Hereditary title
Hereditary titles, in a general sense, are nobility titles, positions or styles that are hereditary and thus tend or are bound to remain in particular families.
Though both monarchs and nobles usually inherit their titles, the mechanisms often differ, even in the same country. The British crown has been inheritable by women since the medieval era, while the vast majority of hereditary noble titles granted by British sovereigns are not inheritable by daughters.
Gender preference
Often a hereditary title is inherited only by the legitimate, eldest son of the original grantee or that son's male heir according to masculine primogeniture. In some countries and some families, titles descended to all children of the grantee equally, as well as to all of that grantee's remoter descendants, male and female. This practice was common in the Kalmar Union, and was frequently the case in the letters patent issued by King Eric of Pomerania, King Joseph Bonaparte conferred the title "Prince of Naples" and later "Prince of Spain" on his children and grandchildren in the male and female line.Historically, females have much less frequently been granted noble titles and, still more rarely, hereditary titles. However it was not uncommon for a female to inherit a noble title if she survived all kinsmen descended patrilineally from the original grantee or, in England and Iberia, if she survived just her own brothers and their descendants. Rarely, a noble title descends to the eldest child regardless of gender. A title may occasionally be shared and thus multiplied, in the case of a single title, or divided when the family bears multiple titles. In the French nobility, often the children and other male-line descendants of a lawful noble titleholder self-assumed the same or a lower title of nobility; while not legal, such titles were generally tolerated at court during both the ancien regime and 19th century France as titres de courtoisie.
Examples
- Hereditary monarchy – in Bhutan, Brunei, Cambodia, Japan, Thailand, Tonga, Belgium, Denmark, Luxembourg, Liechtenstein, Monaco, the Netherlands, Norway, Spain, Sweden, Jordan, Morocco, Qatar, Saudi Arabia, Kuwait, Oman, Bahrain, Lesotho, Eswatini, and the Commonwealth realms.

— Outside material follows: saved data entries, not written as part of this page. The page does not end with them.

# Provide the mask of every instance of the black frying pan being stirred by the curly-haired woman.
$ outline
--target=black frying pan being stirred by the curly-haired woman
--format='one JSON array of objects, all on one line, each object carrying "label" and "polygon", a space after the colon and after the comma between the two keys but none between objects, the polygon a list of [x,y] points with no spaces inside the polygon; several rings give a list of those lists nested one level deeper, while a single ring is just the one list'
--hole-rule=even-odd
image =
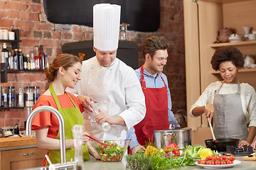
[{"label": "black frying pan being stirred by the curly-haired woman", "polygon": [[206,147],[212,150],[218,150],[219,152],[225,152],[227,146],[238,147],[239,140],[238,139],[217,139],[218,142],[214,142],[213,140],[205,140]]}]

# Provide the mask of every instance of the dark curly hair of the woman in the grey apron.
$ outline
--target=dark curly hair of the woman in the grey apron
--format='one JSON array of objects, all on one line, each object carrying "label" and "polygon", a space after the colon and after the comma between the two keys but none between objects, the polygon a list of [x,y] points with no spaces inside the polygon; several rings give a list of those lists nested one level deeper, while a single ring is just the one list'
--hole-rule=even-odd
[{"label": "dark curly hair of the woman in the grey apron", "polygon": [[215,50],[213,57],[210,60],[210,64],[215,71],[218,71],[220,69],[220,63],[228,61],[233,62],[235,67],[243,67],[245,64],[242,52],[232,45],[220,47]]}]

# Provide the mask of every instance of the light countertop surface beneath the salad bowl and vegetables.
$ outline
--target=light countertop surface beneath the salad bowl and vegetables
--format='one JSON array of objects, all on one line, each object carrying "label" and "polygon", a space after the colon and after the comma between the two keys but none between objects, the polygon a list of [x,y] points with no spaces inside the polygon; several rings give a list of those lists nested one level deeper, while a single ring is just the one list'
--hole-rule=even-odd
[{"label": "light countertop surface beneath the salad bowl and vegetables", "polygon": [[[255,169],[256,162],[251,161],[242,161],[242,157],[235,157],[236,160],[241,161],[241,164],[235,165],[233,167],[230,167],[228,169],[239,169],[239,170],[252,170]],[[101,169],[101,170],[111,170],[111,169],[126,169],[126,161],[123,160],[122,162],[102,162],[100,160],[91,159],[89,162],[85,162],[85,169]],[[177,169],[204,169],[201,166],[181,166]],[[223,168],[223,170],[228,170],[227,168]]]}]

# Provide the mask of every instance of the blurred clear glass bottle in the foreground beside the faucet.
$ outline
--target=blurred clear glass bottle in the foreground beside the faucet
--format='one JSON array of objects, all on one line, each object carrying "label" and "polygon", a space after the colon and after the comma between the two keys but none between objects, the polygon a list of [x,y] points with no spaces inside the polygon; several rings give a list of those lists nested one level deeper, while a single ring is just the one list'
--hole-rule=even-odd
[{"label": "blurred clear glass bottle in the foreground beside the faucet", "polygon": [[75,155],[74,155],[74,170],[83,170],[83,158],[82,158],[82,132],[84,128],[82,125],[74,125],[72,128]]}]

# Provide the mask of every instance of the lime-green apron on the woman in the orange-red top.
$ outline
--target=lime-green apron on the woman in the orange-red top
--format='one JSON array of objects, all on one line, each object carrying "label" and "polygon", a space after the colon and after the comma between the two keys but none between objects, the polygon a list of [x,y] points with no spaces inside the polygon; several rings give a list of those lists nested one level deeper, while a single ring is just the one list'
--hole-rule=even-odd
[{"label": "lime-green apron on the woman in the orange-red top", "polygon": [[[55,91],[53,89],[53,86],[50,85],[49,87],[50,93],[53,95],[53,98],[55,100],[55,103],[58,107],[58,111],[61,113],[64,119],[65,123],[65,140],[70,140],[73,139],[73,133],[72,133],[72,128],[74,125],[84,125],[84,120],[82,117],[82,114],[78,108],[78,106],[75,105],[74,101],[72,98],[70,100],[74,104],[75,108],[61,108],[60,107],[60,102],[58,101],[57,95],[55,94]],[[60,131],[58,131],[58,135],[56,139],[60,139]],[[85,161],[90,160],[89,157],[89,152],[87,145],[82,145],[82,154],[83,154],[83,159]],[[75,155],[75,149],[74,147],[66,148],[66,161],[70,162],[71,159],[74,160],[74,155]],[[60,163],[60,149],[49,149],[49,158],[50,161],[53,164]],[[46,162],[46,165],[49,165],[48,162]]]}]

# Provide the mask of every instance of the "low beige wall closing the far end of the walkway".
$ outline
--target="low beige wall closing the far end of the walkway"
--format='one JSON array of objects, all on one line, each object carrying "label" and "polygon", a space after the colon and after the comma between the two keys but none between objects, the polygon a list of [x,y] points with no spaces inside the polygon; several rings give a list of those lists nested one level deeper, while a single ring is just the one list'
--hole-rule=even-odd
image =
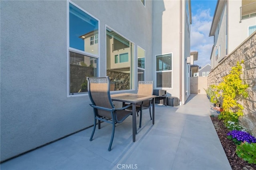
[{"label": "low beige wall closing the far end of the walkway", "polygon": [[206,94],[207,77],[190,77],[190,93]]}]

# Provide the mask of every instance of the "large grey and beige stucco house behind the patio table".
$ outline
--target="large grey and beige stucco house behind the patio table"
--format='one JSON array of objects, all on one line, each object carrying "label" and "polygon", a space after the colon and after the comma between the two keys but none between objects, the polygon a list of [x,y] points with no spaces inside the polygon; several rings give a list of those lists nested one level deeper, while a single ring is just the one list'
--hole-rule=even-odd
[{"label": "large grey and beige stucco house behind the patio table", "polygon": [[90,127],[86,77],[190,95],[190,0],[0,3],[1,161]]}]

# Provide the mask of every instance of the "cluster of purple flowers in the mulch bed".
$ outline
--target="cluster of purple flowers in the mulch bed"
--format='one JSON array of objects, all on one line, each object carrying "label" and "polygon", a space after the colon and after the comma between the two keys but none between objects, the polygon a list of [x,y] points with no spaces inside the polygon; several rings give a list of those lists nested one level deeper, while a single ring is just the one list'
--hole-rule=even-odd
[{"label": "cluster of purple flowers in the mulch bed", "polygon": [[248,132],[232,130],[227,135],[227,138],[233,140],[237,145],[241,144],[241,142],[256,143],[256,138]]}]

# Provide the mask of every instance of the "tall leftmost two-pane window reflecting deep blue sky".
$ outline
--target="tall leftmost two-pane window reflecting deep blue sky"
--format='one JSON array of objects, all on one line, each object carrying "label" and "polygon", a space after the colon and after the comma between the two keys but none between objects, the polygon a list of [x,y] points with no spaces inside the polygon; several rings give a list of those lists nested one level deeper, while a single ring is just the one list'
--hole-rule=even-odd
[{"label": "tall leftmost two-pane window reflecting deep blue sky", "polygon": [[86,77],[98,76],[98,20],[69,5],[69,95],[87,93]]}]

- Titles of nobility in the United Kingdom and other countries. In the United Kingdom, most titles of nobility pass only to the eldest son ; all other sons and daughters of peers are commoners though they may use one or more not independently inheritable courtesy titles, either Lord, Lady or The Honourable depending on the rank of the peerage held by their father or mother, or another title styled like a peerage, but without a seat in the House of Lords, usually one or two ranks below their father's. In many European countries, titles may be inherited by all the heirs – male and female – of a family, whose members thus all share the same title at the same time. Indeed in Poland a coat of arms could eventually be correctly adopted by marriage to a titled szlachta spouse – either male or female. In the Far East, the main tradition was rather for titles to devalue as the generations succeed each other, but not to the same rank.
- Hereditary chieftaincy – manifested in countries in various parts of Africa, Asia, South America, and Oceania. Examples range from the politically powerful to the merely titular.

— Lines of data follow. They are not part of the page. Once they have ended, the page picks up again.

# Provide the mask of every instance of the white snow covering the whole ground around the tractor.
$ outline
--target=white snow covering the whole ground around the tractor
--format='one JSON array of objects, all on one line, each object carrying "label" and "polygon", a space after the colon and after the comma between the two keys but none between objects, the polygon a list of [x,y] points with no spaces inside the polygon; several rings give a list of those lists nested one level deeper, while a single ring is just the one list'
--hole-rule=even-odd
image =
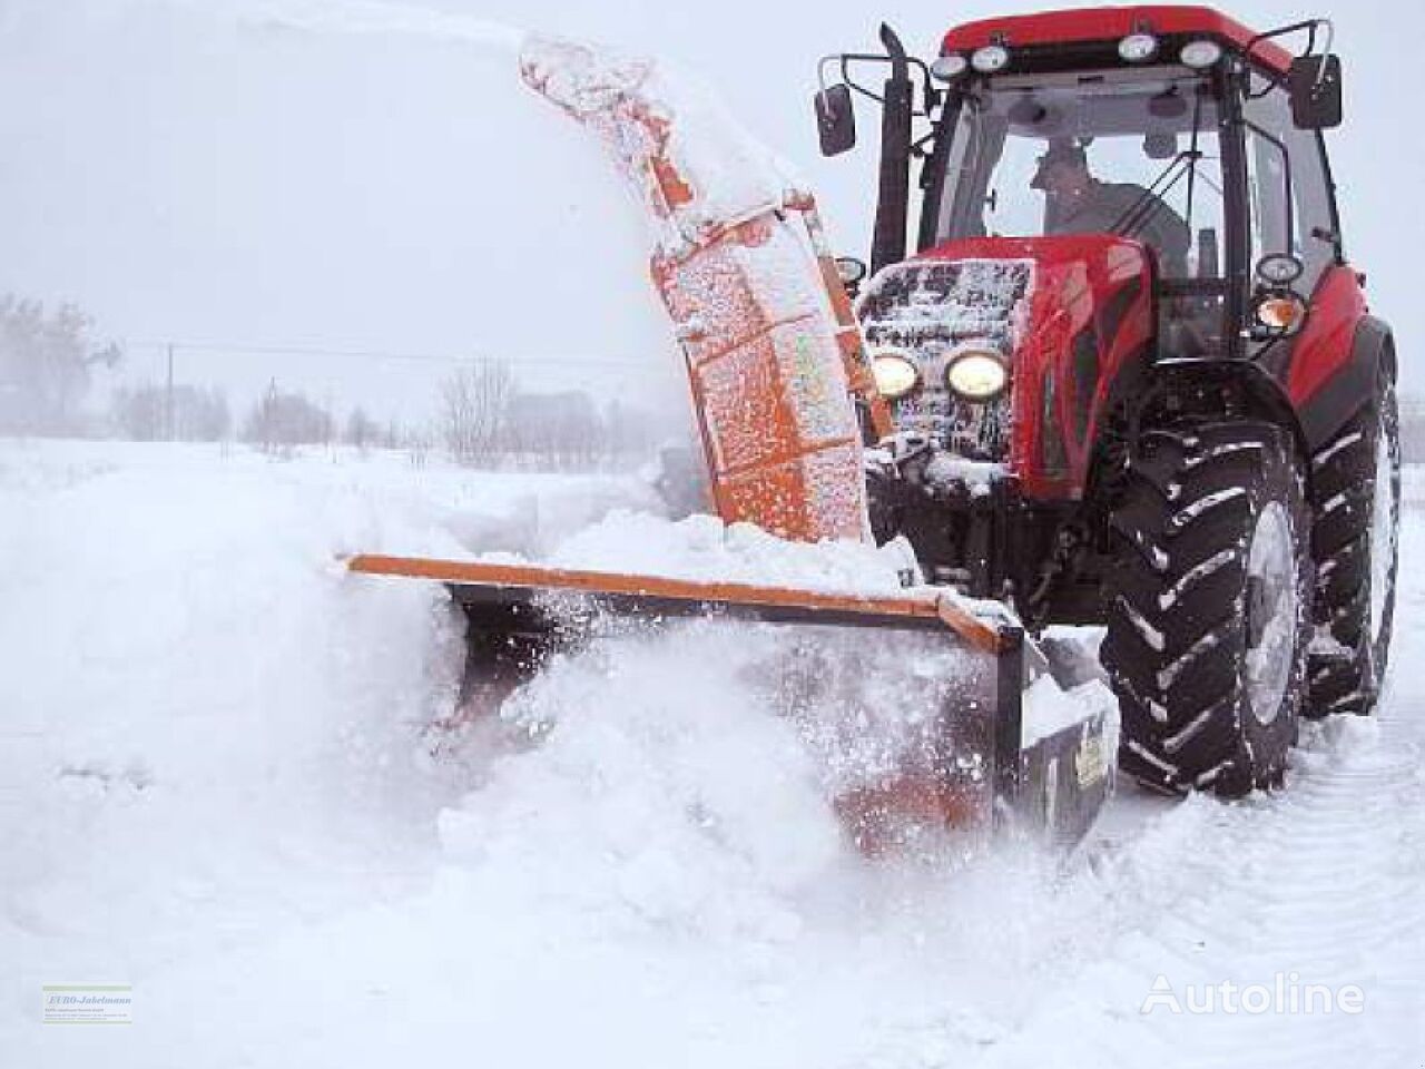
[{"label": "white snow covering the whole ground around the tractor", "polygon": [[[715,627],[563,664],[526,697],[537,747],[430,758],[459,621],[336,554],[579,559],[648,506],[633,479],[0,443],[0,1065],[1419,1065],[1425,472],[1378,720],[1310,727],[1282,795],[1124,790],[1072,857],[969,871],[849,851]],[[131,983],[134,1025],[41,1025],[63,981]],[[1364,1009],[1143,1013],[1156,981]]]}]

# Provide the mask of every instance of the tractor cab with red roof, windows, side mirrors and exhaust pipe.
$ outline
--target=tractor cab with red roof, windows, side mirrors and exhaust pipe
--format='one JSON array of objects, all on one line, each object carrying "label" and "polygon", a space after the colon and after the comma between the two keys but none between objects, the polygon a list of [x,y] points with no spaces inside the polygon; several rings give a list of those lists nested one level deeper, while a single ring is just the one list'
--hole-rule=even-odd
[{"label": "tractor cab with red roof, windows, side mirrors and exhaust pipe", "polygon": [[[906,254],[918,158],[921,254],[1139,242],[1161,351],[1255,355],[1295,334],[1341,254],[1320,137],[1341,121],[1328,34],[1324,20],[1254,34],[1203,7],[1096,9],[969,23],[926,64],[884,29],[884,56],[822,60],[822,148],[855,143],[854,93],[882,101],[874,269]],[[1278,43],[1294,36],[1300,57]],[[865,64],[889,67],[879,91],[854,80]],[[825,80],[832,66],[842,81]]]}]

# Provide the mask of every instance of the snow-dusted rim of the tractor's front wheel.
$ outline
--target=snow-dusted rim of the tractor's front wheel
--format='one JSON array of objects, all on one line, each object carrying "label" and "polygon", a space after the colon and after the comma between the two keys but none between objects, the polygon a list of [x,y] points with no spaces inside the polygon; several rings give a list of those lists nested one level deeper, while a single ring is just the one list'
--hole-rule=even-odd
[{"label": "snow-dusted rim of the tractor's front wheel", "polygon": [[1300,599],[1291,516],[1281,502],[1257,516],[1247,550],[1247,700],[1253,716],[1270,724],[1281,713],[1291,680]]}]

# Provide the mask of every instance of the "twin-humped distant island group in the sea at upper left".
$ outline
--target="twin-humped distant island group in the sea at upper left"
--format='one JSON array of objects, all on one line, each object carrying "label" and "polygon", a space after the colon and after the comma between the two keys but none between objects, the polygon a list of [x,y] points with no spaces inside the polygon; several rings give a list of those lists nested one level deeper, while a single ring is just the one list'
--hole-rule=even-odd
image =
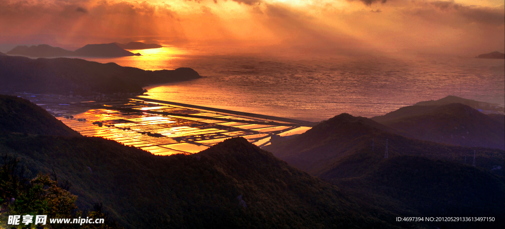
[{"label": "twin-humped distant island group in the sea at upper left", "polygon": [[58,56],[91,56],[91,57],[122,57],[140,55],[127,51],[115,43],[110,44],[87,44],[75,51],[69,51],[60,47],[53,47],[47,44],[19,45],[8,51],[7,54],[25,55],[32,57],[58,57]]}]

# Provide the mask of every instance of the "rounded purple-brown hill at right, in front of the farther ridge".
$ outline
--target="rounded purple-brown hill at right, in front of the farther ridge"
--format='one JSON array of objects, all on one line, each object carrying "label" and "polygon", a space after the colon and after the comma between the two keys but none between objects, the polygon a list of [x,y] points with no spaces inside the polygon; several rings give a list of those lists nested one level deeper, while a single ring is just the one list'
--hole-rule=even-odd
[{"label": "rounded purple-brown hill at right, in front of the farther ridge", "polygon": [[[403,136],[450,145],[505,149],[505,125],[478,110],[461,103],[425,107],[418,114],[382,121]],[[403,107],[407,108],[407,107]],[[400,111],[400,108],[396,111]],[[388,115],[394,115],[393,111]],[[387,116],[387,115],[386,115]],[[498,117],[502,115],[497,115]],[[373,118],[372,118],[373,119]],[[379,120],[384,120],[384,117]]]}]

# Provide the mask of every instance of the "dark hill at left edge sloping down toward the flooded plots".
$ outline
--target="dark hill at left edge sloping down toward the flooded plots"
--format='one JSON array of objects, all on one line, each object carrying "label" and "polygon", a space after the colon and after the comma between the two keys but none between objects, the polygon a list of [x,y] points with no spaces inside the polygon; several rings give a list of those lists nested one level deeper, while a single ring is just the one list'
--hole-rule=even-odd
[{"label": "dark hill at left edge sloping down toward the flooded plots", "polygon": [[0,132],[80,136],[29,100],[0,95]]}]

- Some court titles, e.g. in the United Kingdom, including Earl Marshal and Lord Great Chamberlain. Most of these are sinecures, i.e. purely ceremonial. They pass generally to the eldest son.
- Many other – especially feudal age – offices became inheritable, often connected to military or domanial functions, which is also why some such functions became noble titles.
- Certain religious positions, such as the Aga Khan and Dā'ī al-Mutlaq.